More working class residents leaving Brussels

More working class residents leaving Brussels

For a number of years middle class residents have been observed leaving the Belgian capital to live further out in the periphery. However, a recent survey carried out by Brussels Studies, reveals that Brussels poorer working classes also decide to leave Brussels for various reasons. This group amount to 30% of the citizens who decide to move outside Brussels. Economic insecurity and high accommodation costs are quoted as their main reasons for departing.

According to the study, 39,124 Brussels residents left the city in 2016 for one of the other two regions in the country, while 24,381 residents from Flanders and Wallonia decided to move into Brussels.

“The growth of Brussels population that has been observed in recent years is mainly due to international immigration as well as to births from a population on average younger than in the rest of the country", says Sarah De Laet, author of the study and geographer at the ULB.

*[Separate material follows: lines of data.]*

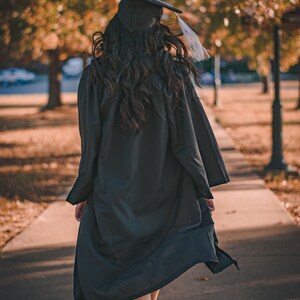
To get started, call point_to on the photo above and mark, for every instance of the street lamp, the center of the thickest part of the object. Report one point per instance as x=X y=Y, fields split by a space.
x=217 y=73
x=290 y=19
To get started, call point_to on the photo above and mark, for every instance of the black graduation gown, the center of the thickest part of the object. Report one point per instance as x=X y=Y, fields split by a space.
x=146 y=220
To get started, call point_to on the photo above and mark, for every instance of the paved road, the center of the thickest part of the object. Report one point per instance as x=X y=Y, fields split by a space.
x=251 y=225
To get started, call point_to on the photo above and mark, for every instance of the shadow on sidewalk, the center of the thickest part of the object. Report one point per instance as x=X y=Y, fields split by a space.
x=269 y=259
x=37 y=274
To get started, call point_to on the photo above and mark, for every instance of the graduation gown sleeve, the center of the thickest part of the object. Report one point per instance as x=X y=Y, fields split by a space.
x=194 y=143
x=207 y=144
x=90 y=134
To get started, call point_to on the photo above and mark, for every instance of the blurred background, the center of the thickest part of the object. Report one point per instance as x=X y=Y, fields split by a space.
x=251 y=83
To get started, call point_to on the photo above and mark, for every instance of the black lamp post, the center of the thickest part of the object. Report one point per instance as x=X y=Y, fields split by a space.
x=290 y=19
x=277 y=162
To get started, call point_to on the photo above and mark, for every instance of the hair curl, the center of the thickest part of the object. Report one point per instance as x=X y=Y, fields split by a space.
x=126 y=60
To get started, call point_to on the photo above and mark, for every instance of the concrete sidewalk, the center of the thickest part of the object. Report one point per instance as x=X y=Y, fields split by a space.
x=250 y=222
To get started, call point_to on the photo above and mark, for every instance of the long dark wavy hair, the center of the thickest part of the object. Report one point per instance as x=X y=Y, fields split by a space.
x=126 y=60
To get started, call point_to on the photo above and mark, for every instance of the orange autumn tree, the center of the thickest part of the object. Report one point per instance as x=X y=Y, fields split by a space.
x=223 y=30
x=51 y=31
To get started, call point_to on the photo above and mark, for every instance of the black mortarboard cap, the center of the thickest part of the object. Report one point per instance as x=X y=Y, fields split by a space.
x=137 y=14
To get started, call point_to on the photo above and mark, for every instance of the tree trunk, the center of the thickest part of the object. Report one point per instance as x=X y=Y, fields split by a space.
x=54 y=99
x=265 y=87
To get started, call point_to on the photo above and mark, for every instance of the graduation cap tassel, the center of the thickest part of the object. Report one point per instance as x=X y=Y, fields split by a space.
x=198 y=52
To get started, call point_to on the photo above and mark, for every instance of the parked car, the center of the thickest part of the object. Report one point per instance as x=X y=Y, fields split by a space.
x=73 y=67
x=16 y=75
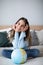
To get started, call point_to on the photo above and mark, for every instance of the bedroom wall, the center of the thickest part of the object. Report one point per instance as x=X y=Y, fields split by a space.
x=12 y=10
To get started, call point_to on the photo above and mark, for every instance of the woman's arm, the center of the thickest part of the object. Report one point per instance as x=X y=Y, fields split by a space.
x=15 y=40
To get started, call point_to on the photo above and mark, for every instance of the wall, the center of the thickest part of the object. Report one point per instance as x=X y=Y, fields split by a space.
x=12 y=10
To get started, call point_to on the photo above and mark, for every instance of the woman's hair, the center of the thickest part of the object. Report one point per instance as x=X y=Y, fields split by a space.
x=28 y=36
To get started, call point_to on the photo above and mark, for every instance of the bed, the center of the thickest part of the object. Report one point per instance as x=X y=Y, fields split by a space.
x=39 y=60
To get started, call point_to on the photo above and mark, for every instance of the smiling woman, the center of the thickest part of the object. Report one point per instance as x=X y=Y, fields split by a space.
x=32 y=27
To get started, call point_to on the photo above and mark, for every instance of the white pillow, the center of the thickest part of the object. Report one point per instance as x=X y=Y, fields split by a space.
x=7 y=30
x=40 y=36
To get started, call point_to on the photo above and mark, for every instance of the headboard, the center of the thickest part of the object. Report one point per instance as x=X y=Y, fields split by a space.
x=32 y=27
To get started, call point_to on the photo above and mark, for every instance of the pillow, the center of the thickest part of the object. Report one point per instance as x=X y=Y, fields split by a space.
x=40 y=36
x=4 y=41
x=35 y=40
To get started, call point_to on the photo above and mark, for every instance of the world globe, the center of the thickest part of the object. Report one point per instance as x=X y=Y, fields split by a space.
x=19 y=56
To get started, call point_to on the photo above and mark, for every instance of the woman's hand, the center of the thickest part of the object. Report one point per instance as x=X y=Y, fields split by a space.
x=16 y=29
x=25 y=28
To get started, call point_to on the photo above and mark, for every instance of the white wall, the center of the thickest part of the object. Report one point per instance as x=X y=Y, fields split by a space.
x=12 y=10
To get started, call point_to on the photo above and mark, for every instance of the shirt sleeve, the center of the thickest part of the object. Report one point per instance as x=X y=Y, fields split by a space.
x=15 y=40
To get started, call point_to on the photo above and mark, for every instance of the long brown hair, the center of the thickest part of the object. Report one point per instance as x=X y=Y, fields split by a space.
x=28 y=36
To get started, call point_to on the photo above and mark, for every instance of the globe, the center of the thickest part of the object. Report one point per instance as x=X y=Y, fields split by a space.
x=19 y=56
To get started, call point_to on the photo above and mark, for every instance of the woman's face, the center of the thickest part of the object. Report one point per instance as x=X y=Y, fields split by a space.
x=20 y=25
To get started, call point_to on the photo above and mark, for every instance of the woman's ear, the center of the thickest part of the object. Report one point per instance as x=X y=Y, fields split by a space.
x=26 y=27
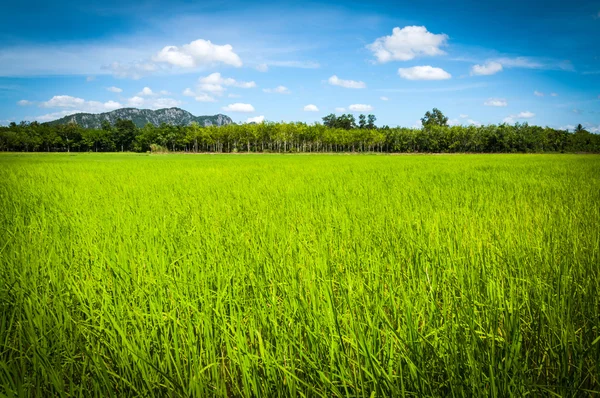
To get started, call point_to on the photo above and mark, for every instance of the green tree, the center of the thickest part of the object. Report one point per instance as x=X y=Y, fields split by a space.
x=434 y=118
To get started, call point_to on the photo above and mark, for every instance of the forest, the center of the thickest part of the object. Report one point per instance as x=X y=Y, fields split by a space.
x=336 y=134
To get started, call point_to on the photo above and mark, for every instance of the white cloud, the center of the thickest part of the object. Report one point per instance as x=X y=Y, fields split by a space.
x=407 y=43
x=146 y=92
x=152 y=103
x=521 y=115
x=256 y=119
x=495 y=102
x=52 y=116
x=277 y=90
x=525 y=115
x=567 y=127
x=489 y=68
x=593 y=129
x=136 y=101
x=63 y=101
x=360 y=108
x=423 y=73
x=135 y=70
x=215 y=83
x=336 y=81
x=203 y=97
x=76 y=105
x=198 y=53
x=238 y=107
x=216 y=78
x=534 y=63
x=295 y=64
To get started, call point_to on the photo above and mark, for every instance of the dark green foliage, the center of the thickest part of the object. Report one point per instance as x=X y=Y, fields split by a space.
x=337 y=134
x=434 y=118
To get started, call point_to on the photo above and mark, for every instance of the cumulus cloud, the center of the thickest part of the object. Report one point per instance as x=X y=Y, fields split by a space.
x=134 y=70
x=521 y=115
x=63 y=101
x=423 y=73
x=136 y=101
x=152 y=103
x=53 y=116
x=360 y=108
x=525 y=115
x=489 y=68
x=256 y=119
x=146 y=92
x=407 y=43
x=216 y=84
x=534 y=63
x=495 y=102
x=277 y=90
x=67 y=102
x=238 y=107
x=203 y=97
x=198 y=53
x=336 y=81
x=295 y=64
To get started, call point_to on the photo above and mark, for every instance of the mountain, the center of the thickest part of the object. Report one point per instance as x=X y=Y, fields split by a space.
x=173 y=116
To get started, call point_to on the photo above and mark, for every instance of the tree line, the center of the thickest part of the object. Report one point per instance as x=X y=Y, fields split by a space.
x=336 y=134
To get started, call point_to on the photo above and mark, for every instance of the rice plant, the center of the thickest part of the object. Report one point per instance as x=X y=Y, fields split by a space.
x=316 y=275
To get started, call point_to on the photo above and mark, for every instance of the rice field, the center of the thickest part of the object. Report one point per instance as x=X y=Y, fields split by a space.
x=290 y=275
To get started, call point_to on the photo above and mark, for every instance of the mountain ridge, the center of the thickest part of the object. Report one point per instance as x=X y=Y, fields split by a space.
x=140 y=117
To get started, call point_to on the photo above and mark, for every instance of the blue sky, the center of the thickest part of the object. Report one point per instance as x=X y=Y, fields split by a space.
x=479 y=62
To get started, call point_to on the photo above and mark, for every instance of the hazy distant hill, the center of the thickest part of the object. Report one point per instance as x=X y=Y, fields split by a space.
x=173 y=116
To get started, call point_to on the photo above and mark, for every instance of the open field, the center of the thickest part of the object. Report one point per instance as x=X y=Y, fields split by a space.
x=272 y=275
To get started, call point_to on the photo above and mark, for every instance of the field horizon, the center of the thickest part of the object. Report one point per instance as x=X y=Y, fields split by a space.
x=128 y=274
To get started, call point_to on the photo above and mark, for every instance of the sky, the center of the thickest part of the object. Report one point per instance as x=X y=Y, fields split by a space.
x=478 y=62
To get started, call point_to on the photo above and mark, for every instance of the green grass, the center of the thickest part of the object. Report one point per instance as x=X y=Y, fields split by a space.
x=349 y=276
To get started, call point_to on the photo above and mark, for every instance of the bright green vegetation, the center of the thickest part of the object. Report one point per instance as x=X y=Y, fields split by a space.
x=316 y=275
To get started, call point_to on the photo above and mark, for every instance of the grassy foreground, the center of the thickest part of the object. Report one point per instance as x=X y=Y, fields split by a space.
x=135 y=275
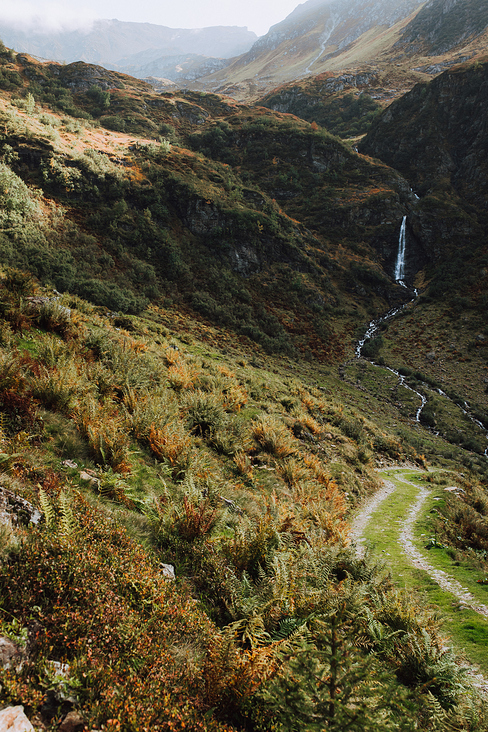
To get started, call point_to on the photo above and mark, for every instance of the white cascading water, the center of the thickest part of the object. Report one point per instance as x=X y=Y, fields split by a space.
x=400 y=261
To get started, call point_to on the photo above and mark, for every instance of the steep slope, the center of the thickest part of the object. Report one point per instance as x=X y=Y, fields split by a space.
x=436 y=136
x=264 y=197
x=255 y=221
x=444 y=25
x=114 y=42
x=314 y=38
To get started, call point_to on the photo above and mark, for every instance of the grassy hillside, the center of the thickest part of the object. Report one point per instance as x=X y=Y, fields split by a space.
x=183 y=282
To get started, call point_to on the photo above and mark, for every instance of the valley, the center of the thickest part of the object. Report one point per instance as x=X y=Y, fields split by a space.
x=243 y=330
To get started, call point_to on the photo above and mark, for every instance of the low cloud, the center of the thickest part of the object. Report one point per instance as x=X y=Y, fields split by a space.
x=45 y=17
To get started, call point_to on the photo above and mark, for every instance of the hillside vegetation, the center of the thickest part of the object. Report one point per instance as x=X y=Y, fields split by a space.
x=181 y=277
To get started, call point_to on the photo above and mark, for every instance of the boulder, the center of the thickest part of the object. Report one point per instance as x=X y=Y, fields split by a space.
x=73 y=722
x=11 y=655
x=13 y=719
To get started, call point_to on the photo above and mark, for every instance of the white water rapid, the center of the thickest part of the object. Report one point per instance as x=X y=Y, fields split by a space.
x=375 y=324
x=372 y=329
x=328 y=30
x=400 y=261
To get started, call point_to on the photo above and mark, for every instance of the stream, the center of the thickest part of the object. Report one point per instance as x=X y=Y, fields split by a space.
x=374 y=326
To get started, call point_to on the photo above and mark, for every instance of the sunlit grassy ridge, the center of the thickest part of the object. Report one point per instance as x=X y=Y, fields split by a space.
x=238 y=476
x=145 y=413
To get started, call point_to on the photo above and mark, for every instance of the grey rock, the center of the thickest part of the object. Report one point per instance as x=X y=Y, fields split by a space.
x=73 y=722
x=16 y=510
x=168 y=571
x=13 y=719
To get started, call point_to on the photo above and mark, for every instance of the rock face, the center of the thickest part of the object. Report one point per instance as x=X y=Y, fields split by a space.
x=13 y=719
x=443 y=25
x=436 y=135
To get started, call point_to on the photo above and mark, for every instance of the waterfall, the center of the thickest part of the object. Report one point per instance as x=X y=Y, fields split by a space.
x=400 y=262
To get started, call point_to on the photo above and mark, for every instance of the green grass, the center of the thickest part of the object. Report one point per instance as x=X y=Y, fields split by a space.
x=467 y=629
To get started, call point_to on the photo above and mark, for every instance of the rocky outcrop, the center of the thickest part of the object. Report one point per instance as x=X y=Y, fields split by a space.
x=13 y=719
x=437 y=136
x=16 y=510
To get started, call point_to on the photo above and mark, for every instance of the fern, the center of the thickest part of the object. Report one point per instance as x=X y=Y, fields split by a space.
x=47 y=509
x=287 y=628
x=67 y=522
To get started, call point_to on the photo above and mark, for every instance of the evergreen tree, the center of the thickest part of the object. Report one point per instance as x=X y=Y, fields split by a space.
x=327 y=684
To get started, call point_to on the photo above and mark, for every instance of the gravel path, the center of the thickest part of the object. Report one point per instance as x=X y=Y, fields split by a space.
x=369 y=507
x=406 y=540
x=446 y=582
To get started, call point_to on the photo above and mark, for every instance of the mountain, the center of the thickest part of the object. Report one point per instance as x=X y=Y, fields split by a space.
x=194 y=401
x=316 y=37
x=395 y=43
x=115 y=43
x=444 y=25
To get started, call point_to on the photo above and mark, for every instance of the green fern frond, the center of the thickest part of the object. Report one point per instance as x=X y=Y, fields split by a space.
x=67 y=522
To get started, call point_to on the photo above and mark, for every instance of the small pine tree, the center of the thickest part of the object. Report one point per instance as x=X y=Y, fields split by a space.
x=328 y=685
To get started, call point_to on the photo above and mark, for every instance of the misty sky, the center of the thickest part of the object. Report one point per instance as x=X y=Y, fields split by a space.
x=257 y=15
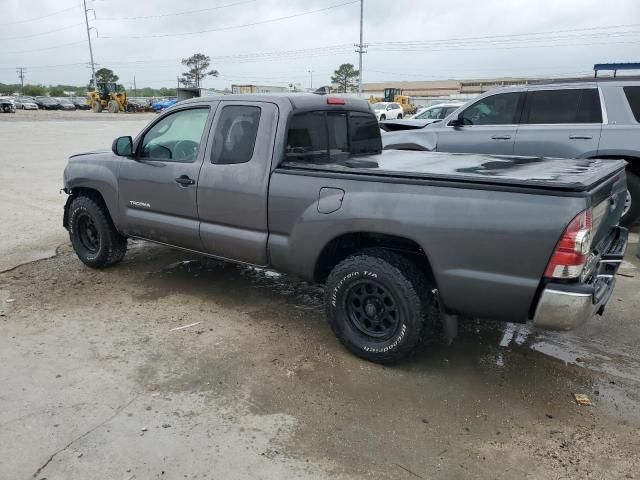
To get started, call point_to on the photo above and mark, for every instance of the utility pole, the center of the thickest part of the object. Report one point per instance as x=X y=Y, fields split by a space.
x=361 y=48
x=21 y=71
x=93 y=65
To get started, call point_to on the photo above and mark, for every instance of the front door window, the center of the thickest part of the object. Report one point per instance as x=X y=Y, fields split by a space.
x=175 y=138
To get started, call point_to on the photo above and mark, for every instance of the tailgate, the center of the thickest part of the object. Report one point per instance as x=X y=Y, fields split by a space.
x=607 y=202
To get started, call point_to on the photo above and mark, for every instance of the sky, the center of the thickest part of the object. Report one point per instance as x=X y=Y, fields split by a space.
x=277 y=42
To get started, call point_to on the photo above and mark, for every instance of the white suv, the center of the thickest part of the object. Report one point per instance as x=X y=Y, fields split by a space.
x=591 y=119
x=387 y=111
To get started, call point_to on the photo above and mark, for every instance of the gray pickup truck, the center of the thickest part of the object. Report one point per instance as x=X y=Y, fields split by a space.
x=299 y=183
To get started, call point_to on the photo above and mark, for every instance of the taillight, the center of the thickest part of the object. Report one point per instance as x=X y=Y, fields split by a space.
x=572 y=251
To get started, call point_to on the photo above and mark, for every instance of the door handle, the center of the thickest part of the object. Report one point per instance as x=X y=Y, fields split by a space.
x=184 y=180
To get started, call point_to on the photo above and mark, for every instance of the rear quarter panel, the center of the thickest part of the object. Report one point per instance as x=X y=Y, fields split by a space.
x=488 y=249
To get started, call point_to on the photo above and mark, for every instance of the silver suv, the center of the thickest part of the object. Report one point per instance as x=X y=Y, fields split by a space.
x=567 y=120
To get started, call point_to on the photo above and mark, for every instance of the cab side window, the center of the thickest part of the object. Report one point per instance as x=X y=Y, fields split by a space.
x=236 y=132
x=563 y=106
x=500 y=109
x=321 y=137
x=175 y=138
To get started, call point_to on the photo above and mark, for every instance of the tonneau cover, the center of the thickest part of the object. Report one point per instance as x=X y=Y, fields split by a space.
x=552 y=173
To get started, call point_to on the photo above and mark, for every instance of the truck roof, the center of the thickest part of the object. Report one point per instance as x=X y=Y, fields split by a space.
x=294 y=101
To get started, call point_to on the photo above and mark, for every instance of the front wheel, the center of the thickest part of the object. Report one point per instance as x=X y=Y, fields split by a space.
x=631 y=210
x=93 y=235
x=378 y=305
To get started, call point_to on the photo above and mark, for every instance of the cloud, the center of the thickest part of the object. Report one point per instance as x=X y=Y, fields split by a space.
x=464 y=39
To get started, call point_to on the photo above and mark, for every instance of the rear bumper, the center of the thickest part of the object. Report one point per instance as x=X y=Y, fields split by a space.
x=564 y=306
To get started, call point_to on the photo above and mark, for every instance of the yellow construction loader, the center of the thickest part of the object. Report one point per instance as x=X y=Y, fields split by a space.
x=107 y=96
x=395 y=95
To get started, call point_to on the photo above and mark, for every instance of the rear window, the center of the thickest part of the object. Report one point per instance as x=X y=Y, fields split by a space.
x=563 y=106
x=235 y=136
x=633 y=97
x=322 y=137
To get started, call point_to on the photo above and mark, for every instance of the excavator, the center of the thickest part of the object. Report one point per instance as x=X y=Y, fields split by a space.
x=395 y=95
x=107 y=96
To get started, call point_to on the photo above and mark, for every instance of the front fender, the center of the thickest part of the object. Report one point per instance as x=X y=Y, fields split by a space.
x=90 y=172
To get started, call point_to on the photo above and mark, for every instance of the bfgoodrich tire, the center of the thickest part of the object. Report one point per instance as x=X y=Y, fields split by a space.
x=93 y=235
x=378 y=305
x=633 y=210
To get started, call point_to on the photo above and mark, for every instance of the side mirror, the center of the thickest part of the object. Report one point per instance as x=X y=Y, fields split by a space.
x=122 y=146
x=457 y=122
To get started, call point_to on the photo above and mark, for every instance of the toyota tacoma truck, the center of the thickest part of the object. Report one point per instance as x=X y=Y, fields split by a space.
x=401 y=239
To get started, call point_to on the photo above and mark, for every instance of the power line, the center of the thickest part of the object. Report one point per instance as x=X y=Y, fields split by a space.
x=185 y=12
x=46 y=48
x=21 y=71
x=40 y=18
x=42 y=33
x=506 y=36
x=231 y=27
x=93 y=65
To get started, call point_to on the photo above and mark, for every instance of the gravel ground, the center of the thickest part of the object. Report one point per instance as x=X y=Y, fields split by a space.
x=97 y=383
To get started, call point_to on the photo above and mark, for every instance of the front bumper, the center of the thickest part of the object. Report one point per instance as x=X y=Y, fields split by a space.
x=564 y=306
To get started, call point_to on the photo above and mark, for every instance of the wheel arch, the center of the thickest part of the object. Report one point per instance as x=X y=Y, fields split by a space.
x=346 y=244
x=89 y=192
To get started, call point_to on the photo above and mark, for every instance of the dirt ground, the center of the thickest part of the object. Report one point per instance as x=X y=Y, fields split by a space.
x=97 y=382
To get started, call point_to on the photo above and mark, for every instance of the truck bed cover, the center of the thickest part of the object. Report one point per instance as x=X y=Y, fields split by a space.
x=573 y=175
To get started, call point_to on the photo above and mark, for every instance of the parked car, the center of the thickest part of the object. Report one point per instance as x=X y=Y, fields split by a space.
x=65 y=104
x=423 y=118
x=398 y=238
x=387 y=110
x=568 y=120
x=163 y=104
x=47 y=103
x=25 y=103
x=137 y=105
x=7 y=105
x=80 y=103
x=437 y=112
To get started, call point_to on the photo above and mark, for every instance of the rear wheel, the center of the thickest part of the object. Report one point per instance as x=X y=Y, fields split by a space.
x=93 y=235
x=632 y=204
x=378 y=305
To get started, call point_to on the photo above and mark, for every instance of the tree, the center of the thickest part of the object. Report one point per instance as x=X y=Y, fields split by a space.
x=198 y=70
x=104 y=75
x=34 y=90
x=345 y=78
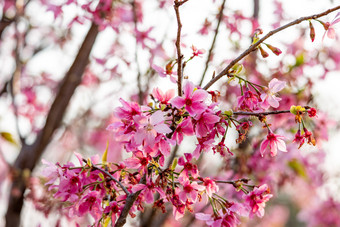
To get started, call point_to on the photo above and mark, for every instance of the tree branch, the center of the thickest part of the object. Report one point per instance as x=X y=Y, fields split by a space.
x=220 y=17
x=111 y=177
x=261 y=113
x=30 y=154
x=130 y=199
x=178 y=47
x=269 y=34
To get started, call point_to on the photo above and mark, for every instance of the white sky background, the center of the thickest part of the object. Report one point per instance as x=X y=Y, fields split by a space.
x=326 y=91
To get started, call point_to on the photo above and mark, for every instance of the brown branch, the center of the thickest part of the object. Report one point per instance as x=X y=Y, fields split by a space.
x=4 y=23
x=30 y=154
x=139 y=74
x=178 y=47
x=261 y=113
x=130 y=199
x=111 y=177
x=220 y=17
x=269 y=34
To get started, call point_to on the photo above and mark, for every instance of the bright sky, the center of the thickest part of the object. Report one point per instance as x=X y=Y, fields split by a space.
x=326 y=92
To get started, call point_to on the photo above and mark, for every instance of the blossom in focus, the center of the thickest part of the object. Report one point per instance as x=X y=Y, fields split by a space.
x=270 y=99
x=329 y=27
x=184 y=128
x=275 y=142
x=300 y=139
x=193 y=99
x=148 y=190
x=163 y=97
x=256 y=200
x=196 y=52
x=150 y=127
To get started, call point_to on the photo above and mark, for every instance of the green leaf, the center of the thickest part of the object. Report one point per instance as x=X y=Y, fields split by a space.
x=298 y=168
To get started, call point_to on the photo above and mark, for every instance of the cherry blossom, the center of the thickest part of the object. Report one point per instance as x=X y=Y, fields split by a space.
x=193 y=99
x=275 y=142
x=270 y=99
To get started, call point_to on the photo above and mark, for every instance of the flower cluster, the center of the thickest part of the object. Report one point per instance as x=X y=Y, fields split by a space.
x=148 y=134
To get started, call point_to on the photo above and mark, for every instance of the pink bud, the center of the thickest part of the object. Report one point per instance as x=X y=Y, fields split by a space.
x=275 y=50
x=312 y=31
x=263 y=53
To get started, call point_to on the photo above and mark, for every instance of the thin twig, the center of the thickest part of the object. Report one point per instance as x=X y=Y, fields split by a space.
x=220 y=17
x=261 y=113
x=139 y=74
x=269 y=34
x=178 y=46
x=130 y=199
x=111 y=177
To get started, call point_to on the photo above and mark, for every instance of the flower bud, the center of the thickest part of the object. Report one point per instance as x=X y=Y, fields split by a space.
x=174 y=164
x=312 y=31
x=275 y=50
x=263 y=53
x=293 y=110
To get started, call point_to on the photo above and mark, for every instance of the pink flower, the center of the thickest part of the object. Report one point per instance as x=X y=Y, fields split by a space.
x=137 y=161
x=210 y=186
x=184 y=128
x=91 y=203
x=128 y=110
x=329 y=27
x=275 y=142
x=114 y=210
x=270 y=99
x=248 y=101
x=148 y=190
x=168 y=71
x=300 y=139
x=193 y=99
x=190 y=190
x=163 y=98
x=205 y=122
x=150 y=127
x=256 y=200
x=188 y=166
x=196 y=52
x=222 y=218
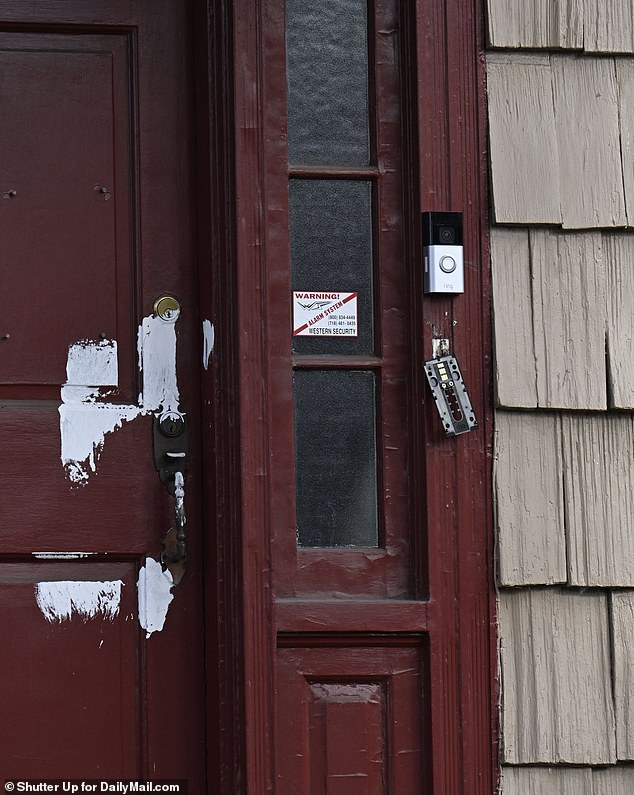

In fact this move leave Brussels is not new at all. The Brussels authorities have been grappling for a number of years with Brussels' middle class “exodus” (44% of the departures). Since the middle class is an important tax contributor, this poses major concerns. However, today the authorities also need to take into account the poorer groups leaving the city, De Laet says to De Redactie.

These households have mainly settled in the peri-urban areas of Brussels, especially to the north of the city but also in former industrial areas such as the Dendre, Haine  and Sambre regions. Some of them also move to Charleroi or to blue collar neighbourhoods on the outskirts of Antwerp.